Everything about her disturbed him. She was not un-beautiful, with her dark eyes, dark hair, and the rest of the usual appurtenances, but there was nothing in her that set out to challenge him physically, and so he was cold.
‘How long am I supposed to stay with you?’ she enquired next, in exactly the cut-and-dried way he now—dismally— expected of her.
‘They said, a few days.’
There was a long silence. The great pleasant room was full of water sounds, and watery reflections from the pools and fountains.
‘How do you do it in your country?’ he enquired, knowing this was clumsy but not able to think of anything else.
‘Do what?’
‘Well, we hear you have a lot of children, for a start.’
‘I have five of my own. But I am the mother of many. More than fifty.’
She could see that everything she said put greater distance between them.
‘It is our custom, if a child is left an orphan, that I should become its mother.’
‘Adopt it.’
‘It is not one of our words. I become its mother.’
‘I suppose you feel about them exactly as you do about your own,’ he said, and this was a mimicry. But of something she had not said.

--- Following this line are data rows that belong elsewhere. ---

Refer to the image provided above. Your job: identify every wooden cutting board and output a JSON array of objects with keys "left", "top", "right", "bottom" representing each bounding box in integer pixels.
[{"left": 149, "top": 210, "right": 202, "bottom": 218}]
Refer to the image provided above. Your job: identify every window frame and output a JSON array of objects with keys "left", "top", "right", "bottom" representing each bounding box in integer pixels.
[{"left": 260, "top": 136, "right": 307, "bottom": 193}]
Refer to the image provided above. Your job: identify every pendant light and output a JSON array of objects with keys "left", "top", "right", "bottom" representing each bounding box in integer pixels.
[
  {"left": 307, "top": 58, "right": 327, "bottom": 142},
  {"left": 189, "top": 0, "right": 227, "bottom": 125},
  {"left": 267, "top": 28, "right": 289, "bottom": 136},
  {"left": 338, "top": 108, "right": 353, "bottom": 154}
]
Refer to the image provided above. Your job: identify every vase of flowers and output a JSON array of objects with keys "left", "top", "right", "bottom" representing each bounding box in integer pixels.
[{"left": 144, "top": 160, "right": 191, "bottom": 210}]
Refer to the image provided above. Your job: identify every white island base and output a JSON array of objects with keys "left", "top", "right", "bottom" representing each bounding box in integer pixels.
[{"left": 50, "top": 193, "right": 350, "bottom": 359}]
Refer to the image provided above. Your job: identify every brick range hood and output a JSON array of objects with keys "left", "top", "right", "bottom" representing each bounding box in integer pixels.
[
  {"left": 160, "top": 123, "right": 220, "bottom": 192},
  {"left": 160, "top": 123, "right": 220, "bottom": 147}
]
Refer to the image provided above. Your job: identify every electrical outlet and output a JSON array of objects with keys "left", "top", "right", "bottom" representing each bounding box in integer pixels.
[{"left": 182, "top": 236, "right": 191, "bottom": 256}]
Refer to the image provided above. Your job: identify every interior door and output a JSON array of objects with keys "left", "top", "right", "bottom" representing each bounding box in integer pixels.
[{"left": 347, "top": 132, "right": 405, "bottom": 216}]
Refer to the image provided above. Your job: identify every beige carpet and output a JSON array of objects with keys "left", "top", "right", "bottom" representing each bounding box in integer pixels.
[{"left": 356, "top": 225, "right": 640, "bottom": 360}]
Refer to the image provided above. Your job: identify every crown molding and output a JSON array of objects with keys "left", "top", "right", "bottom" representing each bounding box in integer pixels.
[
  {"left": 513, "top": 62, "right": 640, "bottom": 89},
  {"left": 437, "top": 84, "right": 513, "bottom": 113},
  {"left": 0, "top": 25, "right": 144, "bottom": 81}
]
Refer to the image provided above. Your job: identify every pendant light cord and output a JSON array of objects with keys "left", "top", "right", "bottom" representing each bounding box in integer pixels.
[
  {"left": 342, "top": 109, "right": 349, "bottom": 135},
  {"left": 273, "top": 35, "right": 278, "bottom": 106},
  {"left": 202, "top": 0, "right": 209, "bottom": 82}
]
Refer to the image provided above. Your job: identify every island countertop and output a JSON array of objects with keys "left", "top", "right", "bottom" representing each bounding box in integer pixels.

‘No, I did not say that. Besides, fifty children are rather more than one can keep very close to.’
‘Then how are they your children?’
‘They all have the same rights. And I spend the same time with each of them, as I am able.’
‘It’s not my idea of a mother for my children.’
‘Is that what is expected of us, you think?’
This infuriated him! He had not thought very much at all about this appalling, affronting imposition, he had been too emotional. But at the least he had supposed that there would be children ‘to cement the alliance’ — or something of that sort.
‘Well, what else? What did you have in mind? Amorous dalliance once every few weeks? You!’ And he snorted out his disgust with her.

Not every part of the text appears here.